Can someone please explain to me how the operators >> and << work?

It is very unclear on every explanation I have seen. People always say something like, it shifts the raw bits, as if that makes and sense.

http://msdn.microsoft.com/en-us/library/336xbhcz.aspx

That example wasn't helpful because I never use it for that purpose.
A left shift (<<) multiplies your number by 2n.
A right shift (>>) divides your number by 2n (and throws away the remainder).

If you look at the binary representation of a number, you see what is meant by bit-shifting:


0001 << 1 == 0010
0010 << 1 == 0100
0100 << 1 == 1000

1000 >> 2 == 0010
1000 >> 1 == 0100

etc.

Hope this helps.
How does cout >>"text" >> endl; work?
Ah, that's the other use of the operator.

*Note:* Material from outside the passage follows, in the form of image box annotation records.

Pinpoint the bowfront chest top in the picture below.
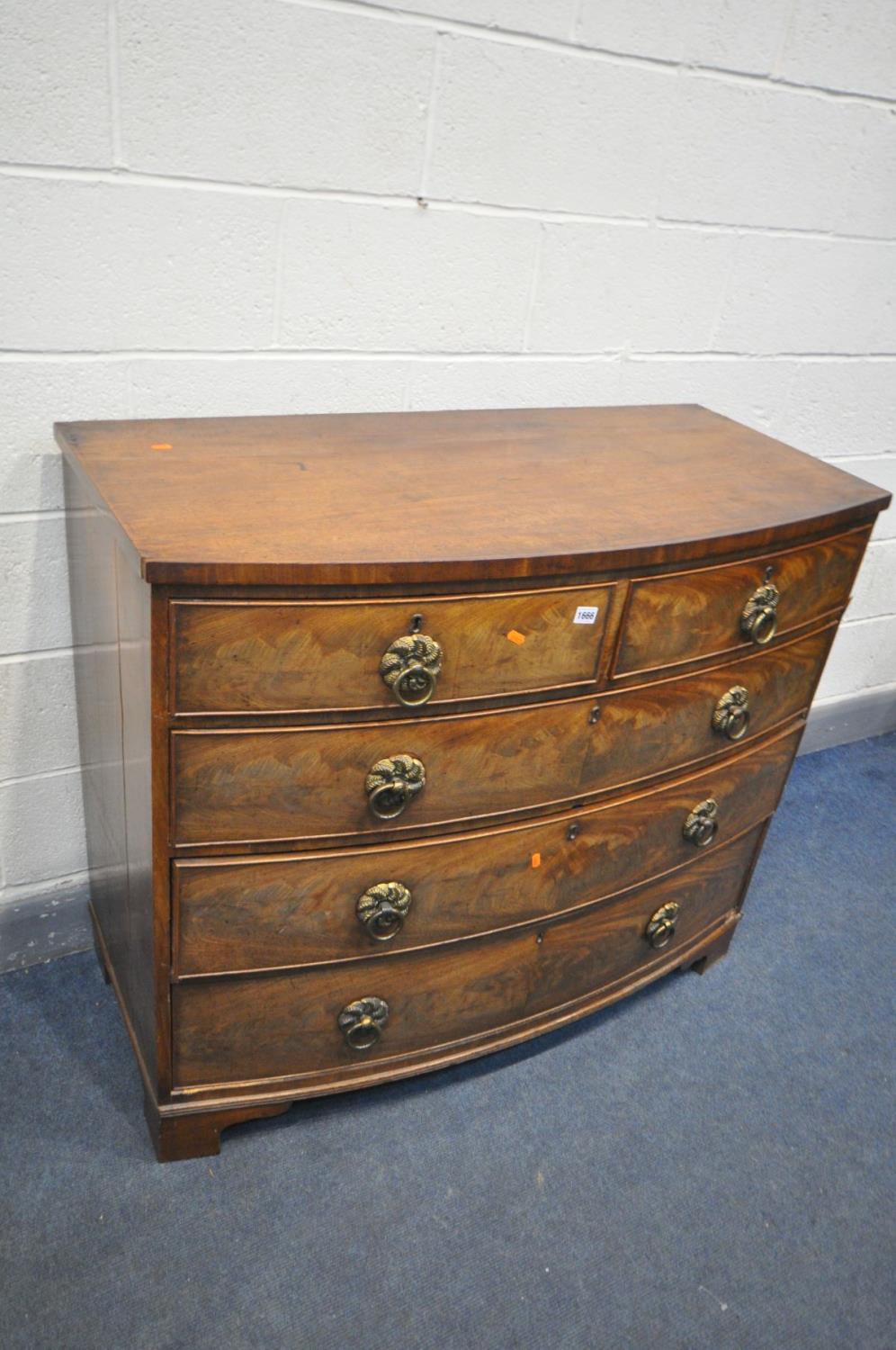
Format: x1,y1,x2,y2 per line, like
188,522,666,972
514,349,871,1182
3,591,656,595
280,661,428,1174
57,407,890,1160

Streams override the << and/or >> operators to mean something different. There's plenty of documentation about streams on this site, and I'm sure there are other tutorials out there too. A search for "C++ stream operator" shou'd find you what you need.
The idea is that you can "overload" an operator for your own data types.

The shift operators, written << and >>, are defined over integer data types (like int and char).

However, cout is an std::ostream, which is not an integer, and it would make no sense to apply an arithmetic shift to a stream.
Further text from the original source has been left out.